Coronavirus: plus de 150 contaminations dans un complexe de trois usines à Casablanca

Moulay Hafid Elalamy, ministre de l'Industrie et du commerce.

Moulay Hafid Elalamy, ministre de l'Industrie et du commerce. . DR

La reprise de l’activité industrielle soulève un sérieux problème de santé publique au Maroc. Un important foyer de contamination au coronavirus a été identifié à Casablanca, touchant simultanément trois entreprises voisines, au cœur de la zone industrielle de Sidi Bernoussi.

Le 05/05/2020 à 21h35

Ce nouveau cluster a été repéré au sein de trois unités industrielles (Pretty Shoes, Cochazur, Shoes Diffusion), propriété de la famille Mahlou, apprend Le360 de sources sanitaires. Les trois usines fabriquent des chaussures, toutes destinées à l’export, pour la marque italienne Geox.

Parmi le personnel des trois usines, soit un total d’environ 1.000 personnes, plus de 150 cas testés positifs avaient été enregistrés à l’heure où nous mettions en ligne. Ce bilan reste provisoire dans la mesure où les prélèvements opérés jusqu’ici concernent à peine la moitié des effectifs.

L’apparition de ce nouveau foyer de contamination tombe comme une douche froide, alors que le gouvernement multiplie les actions pour inciter les entreprises à reprendre l’activité le plus tôt possible. Lors de son passage, il y a quelques jours, devant la commission des finances à la Chambre des représentants, le ministre de l’Industrie et du commerce, Moulay Hafid Elalamy, a laissé entendre que le contrôle mené par une commission mixte, composée de membres du ministère de la Santé, de l’Intérieur, du Travail et de l’Industrie, a été renforcé pour veiller au respect des nouvelles normes préventives exigées par les autorités sanitaires (port de masque, distanciation, etc.).

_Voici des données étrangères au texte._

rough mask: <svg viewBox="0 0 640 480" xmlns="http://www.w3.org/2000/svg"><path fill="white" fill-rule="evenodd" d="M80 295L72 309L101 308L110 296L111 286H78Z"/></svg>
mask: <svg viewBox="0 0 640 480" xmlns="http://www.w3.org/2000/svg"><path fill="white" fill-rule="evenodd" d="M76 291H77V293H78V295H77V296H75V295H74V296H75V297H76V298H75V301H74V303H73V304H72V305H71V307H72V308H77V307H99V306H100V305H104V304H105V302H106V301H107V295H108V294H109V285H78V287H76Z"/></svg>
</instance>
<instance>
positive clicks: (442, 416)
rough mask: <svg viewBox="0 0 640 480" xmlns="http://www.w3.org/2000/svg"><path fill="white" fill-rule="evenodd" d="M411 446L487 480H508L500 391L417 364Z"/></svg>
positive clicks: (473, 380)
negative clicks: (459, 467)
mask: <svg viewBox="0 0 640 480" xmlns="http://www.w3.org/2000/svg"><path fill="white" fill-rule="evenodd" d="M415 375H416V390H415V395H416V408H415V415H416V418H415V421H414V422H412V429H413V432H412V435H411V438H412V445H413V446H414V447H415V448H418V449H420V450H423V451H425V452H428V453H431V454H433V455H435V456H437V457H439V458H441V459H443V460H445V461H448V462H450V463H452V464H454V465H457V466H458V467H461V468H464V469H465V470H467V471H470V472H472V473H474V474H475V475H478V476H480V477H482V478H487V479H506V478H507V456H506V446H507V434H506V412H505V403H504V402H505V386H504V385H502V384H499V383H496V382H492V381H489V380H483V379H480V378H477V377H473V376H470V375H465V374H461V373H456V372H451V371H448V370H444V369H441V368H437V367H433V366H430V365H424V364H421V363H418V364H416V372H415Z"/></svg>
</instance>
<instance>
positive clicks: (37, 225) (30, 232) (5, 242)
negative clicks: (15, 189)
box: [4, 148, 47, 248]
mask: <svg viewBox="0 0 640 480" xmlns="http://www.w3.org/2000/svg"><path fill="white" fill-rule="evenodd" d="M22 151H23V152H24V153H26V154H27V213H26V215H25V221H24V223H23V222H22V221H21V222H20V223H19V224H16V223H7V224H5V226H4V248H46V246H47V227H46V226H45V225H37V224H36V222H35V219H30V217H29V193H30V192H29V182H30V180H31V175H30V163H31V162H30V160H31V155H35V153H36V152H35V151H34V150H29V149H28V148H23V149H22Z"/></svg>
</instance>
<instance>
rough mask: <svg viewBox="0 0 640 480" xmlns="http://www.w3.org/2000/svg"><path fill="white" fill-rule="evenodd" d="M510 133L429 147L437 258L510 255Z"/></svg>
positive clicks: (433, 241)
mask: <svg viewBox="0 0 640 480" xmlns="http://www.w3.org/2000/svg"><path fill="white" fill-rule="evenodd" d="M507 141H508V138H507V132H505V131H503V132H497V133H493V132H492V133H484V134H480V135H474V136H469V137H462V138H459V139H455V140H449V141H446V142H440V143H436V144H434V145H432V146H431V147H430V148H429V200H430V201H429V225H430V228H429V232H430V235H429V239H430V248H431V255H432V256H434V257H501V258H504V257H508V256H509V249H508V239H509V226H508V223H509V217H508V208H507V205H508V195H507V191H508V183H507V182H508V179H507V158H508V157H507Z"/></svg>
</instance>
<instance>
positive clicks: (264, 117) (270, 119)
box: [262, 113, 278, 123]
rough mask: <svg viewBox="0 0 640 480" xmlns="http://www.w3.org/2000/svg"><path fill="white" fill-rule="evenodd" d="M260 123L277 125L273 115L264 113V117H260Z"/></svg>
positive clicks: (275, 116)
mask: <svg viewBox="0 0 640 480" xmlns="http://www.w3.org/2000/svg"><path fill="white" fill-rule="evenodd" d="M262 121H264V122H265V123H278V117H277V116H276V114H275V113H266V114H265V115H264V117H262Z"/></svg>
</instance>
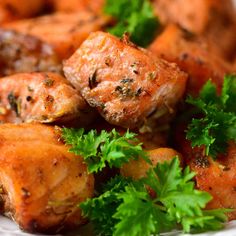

Les usines de chaussures de Sidi Bernoussi n’ont visiblement pas reçu la visite de la commission de contrôle. Sinon comment expliquer le fait de laisser ces trois unités industrielles tourner à plein régime, avec trois shifts 24h/24 en faisant fi des règles de distanciation imposées par l’épidémie. Pire, Le360 a appris qu’après avoir distribué des masques de protection pendant les premiers jours, il a été demandé aux salariés de se débrouiller pour s'en procurer eux-mêmes. Résultat: un grand nombre d’entre eux travaillait sans bavette.

Les unités de la zone industrielle de Sidi Bernoussi sont-elles autorisées à continuer à fonctionner comme si de rien n’était, en cas de pandémie comme en temps normal? Pourtant, les chaussures fabriquées dans ces usines ne revêtent aucun caractère stratégique pour le pays, si ce n’est pour alimenter la collection hiver 2021 de la marque italienne Geox.

Il convient de noter que le cluster de Sidi Bernoussi a surgi à quelques encablures de celui découvert à la mi-avril au niveau de la zone industrielle de Ain Sebaa. De par son ampleur, en ravageant d’un seul coup trois usines, ce nouveau foyer peut remettre en cause tous les scénarios du déconfinement et porte un sérieux coup à l’effort collectif visant à freiner la propagation du virus. Il interroge aussi sur la capacité du gouvernement à garantir un retour à la normale sans trop de dégâts, surtout humains. Ce cluster interpelle aussi sur la chaîne des responsabilités dans la protection des ouvriers en milieu professionnel. Car, faut-il le rappeler, une vie humaine vaut bien plus qu’une paire de chaussures qui ne sera portée qu’en hiver 2021.